Un jour, Aurélien fut appelé à partir en voyage d'affaire à Pékin. Il allait en avoir pour un sacré moment, et sa femme le pressait de rester à la maison, pour avoir la chance de voir leur fille grandir. Aurélien, bien décidé à avoir cette opportunité en or (ou peut-être avait-il eu un autre besoin, on le sut jamais vraiment), partit. Sa femme l'avait laissé à contrecœur, mais sa femme était aussi fidèle, et ne le laisserai jamais tomber. Même s'il lui avait avoué qu'il trouvait le bébé un peu... bizarre, c'est bien comme cela qu'il l'avait formulé.

Là-bas, il oublia ses pensées pour son travail. Il dut rester plus de deux ans, et sa solitude le frappa bien vite. Certes, ils se parlaient fréquemment, mais la distance n'est jamais bonne. Il ne trompa pas sa femme, n'alla jamais voir ailleurs, car il savait ô combien cela lui aurait fait mal de découvrir l'inverse. C'est ainsi qu'une fois son travail accompli, il revint chez lui, plein d'argent mais surtout de joie pour retrouver sa famille.

Quand il ouvrit la porte, fou d'impatience, il vit une petite fille se tenir dans le couloir.

Elle devait avoir trois ans, maintenant.
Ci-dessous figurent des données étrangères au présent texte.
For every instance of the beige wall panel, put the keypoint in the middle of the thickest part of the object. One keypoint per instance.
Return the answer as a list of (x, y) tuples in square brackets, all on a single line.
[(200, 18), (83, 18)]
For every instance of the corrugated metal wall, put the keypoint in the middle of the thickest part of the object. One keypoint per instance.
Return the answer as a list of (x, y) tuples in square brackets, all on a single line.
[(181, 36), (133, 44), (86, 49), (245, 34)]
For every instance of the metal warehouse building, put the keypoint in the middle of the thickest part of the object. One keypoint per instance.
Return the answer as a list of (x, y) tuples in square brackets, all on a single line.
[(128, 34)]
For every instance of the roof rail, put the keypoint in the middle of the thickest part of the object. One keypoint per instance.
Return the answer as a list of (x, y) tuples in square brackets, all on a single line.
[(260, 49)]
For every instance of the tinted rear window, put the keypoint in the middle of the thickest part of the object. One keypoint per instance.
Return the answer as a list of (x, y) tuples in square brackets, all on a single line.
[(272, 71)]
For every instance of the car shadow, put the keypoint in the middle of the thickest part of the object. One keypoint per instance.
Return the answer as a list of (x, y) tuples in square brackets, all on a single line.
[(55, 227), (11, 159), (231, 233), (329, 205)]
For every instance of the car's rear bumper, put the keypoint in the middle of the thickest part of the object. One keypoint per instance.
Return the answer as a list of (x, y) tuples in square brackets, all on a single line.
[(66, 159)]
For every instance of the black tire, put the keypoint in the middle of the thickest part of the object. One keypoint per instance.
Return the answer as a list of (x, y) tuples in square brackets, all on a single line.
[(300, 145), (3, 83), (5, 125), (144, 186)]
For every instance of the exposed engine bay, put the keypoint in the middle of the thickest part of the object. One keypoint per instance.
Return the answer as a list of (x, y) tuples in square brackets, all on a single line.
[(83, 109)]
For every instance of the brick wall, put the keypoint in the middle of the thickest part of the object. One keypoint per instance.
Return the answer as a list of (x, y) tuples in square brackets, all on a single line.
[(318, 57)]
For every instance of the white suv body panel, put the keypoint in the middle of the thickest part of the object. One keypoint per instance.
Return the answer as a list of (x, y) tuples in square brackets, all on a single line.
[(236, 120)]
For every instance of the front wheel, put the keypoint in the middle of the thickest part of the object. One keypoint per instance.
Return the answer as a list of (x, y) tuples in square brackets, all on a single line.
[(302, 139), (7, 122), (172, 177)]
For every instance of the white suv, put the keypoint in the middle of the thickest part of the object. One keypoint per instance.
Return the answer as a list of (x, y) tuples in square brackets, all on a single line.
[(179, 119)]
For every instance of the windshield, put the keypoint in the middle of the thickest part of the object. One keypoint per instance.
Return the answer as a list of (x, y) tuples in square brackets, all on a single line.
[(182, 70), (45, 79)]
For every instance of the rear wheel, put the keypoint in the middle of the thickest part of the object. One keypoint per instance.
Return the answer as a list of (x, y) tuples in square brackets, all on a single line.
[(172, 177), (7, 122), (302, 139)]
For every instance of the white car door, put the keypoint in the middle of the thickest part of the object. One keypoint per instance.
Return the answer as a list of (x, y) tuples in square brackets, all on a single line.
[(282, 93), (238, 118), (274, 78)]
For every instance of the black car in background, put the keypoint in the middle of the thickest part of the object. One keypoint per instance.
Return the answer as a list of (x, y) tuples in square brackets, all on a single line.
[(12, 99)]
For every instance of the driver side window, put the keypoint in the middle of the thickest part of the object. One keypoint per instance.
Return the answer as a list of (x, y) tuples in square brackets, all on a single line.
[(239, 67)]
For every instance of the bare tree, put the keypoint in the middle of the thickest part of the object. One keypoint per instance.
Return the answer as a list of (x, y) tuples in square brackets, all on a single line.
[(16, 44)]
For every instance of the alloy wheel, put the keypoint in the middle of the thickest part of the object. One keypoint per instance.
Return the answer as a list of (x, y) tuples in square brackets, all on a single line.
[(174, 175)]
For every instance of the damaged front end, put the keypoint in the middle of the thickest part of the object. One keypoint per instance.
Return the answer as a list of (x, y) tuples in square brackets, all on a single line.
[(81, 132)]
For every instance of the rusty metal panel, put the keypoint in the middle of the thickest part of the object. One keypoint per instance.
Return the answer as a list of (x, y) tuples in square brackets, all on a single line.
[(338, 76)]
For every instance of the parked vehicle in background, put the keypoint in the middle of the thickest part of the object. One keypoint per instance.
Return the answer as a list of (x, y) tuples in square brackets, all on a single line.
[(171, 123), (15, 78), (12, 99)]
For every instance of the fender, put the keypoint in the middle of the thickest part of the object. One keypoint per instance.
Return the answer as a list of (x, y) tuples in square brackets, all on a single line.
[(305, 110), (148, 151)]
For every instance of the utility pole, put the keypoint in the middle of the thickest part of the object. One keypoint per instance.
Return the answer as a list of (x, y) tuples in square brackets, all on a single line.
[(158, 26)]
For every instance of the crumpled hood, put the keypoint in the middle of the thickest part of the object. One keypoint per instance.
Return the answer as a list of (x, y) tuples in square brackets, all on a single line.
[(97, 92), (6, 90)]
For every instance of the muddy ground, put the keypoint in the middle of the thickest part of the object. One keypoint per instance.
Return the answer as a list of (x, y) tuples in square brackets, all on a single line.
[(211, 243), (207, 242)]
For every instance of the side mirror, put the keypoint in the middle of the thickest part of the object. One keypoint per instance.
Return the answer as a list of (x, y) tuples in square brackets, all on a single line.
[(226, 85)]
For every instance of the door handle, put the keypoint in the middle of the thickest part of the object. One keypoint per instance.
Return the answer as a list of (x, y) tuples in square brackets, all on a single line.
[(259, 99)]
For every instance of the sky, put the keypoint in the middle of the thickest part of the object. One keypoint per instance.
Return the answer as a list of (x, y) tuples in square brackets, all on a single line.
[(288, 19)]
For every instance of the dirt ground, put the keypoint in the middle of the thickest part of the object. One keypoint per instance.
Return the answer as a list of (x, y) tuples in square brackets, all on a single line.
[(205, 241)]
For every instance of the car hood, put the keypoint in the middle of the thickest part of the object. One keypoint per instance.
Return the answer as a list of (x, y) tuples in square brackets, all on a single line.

Une chevelure auburn descendait en cascade sur ses épaules, la même que sa mère. Elle portait une petite chemise d'écolière, blanche et vermeille, qui laissait voir ses petits bras blancs, aussi fins que des brindilles. A genoux sur la moquette humide, ses petites jambes déjà bien musclées laissaient voir un minishort avec un motif floral sur les côtés, près des poches.

Quand elle se tourna vers lui, des yeux d'un vert profond, dignes de la plus belle des émeraudes le frappèrent. Son regard était puissant, incontestablement. A distance égale entre ces deux derniers venait se placer un nez minuscule, fin et arrondi sur le bout. Son front lisse était caché par des mèches rebelles, ses joues luisantes de larmes et rebondies comme celles d'un ange. Une bouche aux lèvres fines se dessinait en-dessous, tout près d'un menton légèrement pointu. Et surtout, sous ses cheveux auburn, sous son petit front lisse, son regard le scrutait comme pour chercher de l'aide.

Bérénice venait d'avoir trois ans, et la peur de sa vie. Sa maison venait d'être cambriolée, et sa mère, agonisant suite aux quatre coups de couteau, gisait dans ses petits bras.

Aurélien n'avait jamais vu de petite fille aussi belle de sa vie. Même dans le sang de sa femme.

Et pourtant...

La première fois qu'Aurélien vit Bérénice, il la trouva franchement moche.